Intimidations, intrigues, menaces, violences… En 2013, les locales avaient été particulièrement tendues. De la campagne à la proclamation des résultats, des dizaines d’incidents avaient été recensés. « L’élection du maire, c’est un peu comme celle du chef de village, c’est très important et cela fait remonter les aigreurs et les jalousies. Tous les coups sont permis », commente un cadre du parti présidentiel. Un contexte inflammable qui a longtemps poussé Alassane Ouattara à ne pas organiser de scrutin cette année.
Accentuer les difficultés
Alors que 2017, marquée par des revendications sociales et militaires ainsi que par des tensions au sein du parti présidentiel, a été pénible pour le pouvoir, le chef de l’État a longtemps préféré ne pas prendre le risque d’accentuer les difficultés. Jusqu’à la fin de l’année dernière, il avait choisi de proroger le mandat des élus locaux en place jusqu’en 2021, soit après la prochaine présidentielle. Pour finalement décider de se conformer à la durée légale de cinq années de mandat afin de ne pas donner prise aux critiques.
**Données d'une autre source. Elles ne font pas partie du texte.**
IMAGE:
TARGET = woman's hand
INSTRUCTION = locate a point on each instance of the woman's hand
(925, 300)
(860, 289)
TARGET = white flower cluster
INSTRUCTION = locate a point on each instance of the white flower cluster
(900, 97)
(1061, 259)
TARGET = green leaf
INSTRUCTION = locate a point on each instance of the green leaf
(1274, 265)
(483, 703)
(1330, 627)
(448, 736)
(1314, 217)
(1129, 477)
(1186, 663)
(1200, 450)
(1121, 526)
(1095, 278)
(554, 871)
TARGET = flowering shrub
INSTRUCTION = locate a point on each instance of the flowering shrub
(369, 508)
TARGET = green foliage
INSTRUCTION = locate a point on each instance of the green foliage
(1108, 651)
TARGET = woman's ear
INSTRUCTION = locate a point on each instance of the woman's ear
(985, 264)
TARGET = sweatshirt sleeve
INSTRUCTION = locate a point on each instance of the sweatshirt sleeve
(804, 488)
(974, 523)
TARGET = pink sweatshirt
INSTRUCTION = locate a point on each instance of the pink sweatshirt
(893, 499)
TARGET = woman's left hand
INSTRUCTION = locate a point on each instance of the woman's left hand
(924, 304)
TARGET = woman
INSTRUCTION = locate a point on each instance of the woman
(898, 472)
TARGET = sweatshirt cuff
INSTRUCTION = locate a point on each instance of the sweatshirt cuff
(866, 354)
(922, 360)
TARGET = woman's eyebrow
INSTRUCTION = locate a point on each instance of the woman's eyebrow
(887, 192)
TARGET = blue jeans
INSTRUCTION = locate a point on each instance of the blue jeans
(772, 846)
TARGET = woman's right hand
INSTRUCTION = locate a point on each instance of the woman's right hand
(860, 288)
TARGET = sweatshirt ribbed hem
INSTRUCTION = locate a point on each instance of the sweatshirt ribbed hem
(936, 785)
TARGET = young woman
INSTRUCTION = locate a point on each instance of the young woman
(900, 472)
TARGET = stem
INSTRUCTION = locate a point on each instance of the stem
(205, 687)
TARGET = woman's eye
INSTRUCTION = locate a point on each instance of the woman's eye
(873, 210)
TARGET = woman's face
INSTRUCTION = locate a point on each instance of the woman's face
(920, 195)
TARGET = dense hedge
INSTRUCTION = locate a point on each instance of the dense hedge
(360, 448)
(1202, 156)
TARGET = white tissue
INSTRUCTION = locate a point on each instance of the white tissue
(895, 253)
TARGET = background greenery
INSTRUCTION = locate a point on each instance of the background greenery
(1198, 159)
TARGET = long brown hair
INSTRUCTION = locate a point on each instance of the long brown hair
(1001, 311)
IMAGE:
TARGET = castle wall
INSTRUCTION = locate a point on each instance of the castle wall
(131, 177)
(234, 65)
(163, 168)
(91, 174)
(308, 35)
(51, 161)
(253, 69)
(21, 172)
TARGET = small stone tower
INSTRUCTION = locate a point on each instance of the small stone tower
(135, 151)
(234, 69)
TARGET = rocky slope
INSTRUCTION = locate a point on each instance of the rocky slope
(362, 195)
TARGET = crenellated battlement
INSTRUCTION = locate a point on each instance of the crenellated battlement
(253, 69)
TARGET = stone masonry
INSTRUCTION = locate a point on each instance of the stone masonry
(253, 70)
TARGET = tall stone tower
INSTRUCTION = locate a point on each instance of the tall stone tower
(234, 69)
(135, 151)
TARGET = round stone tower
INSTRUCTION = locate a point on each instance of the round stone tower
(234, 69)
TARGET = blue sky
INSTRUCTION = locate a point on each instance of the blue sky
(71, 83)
Si la date n’a pas encore été fixée – la Commission électorale indépendante a proposé le 29 septembre, mais le gouvernement n’a pas tranché –, la bataille a déjà commencé. Depuis plusieurs semaines, les cadres des différents partis passent leurs week-ends dans leurs circonscriptions pour encourager les électeurs à s’enregistrer à l’occasion de la révision de la liste électorale, qui doit débuter le 18 juin. Sensibilisation, pédagogie, voire financement par certains candidats des pièces d’identité nécessaires à l’enrôlement, tous les moyens sont bons pour multiplier le nombre des inscrits.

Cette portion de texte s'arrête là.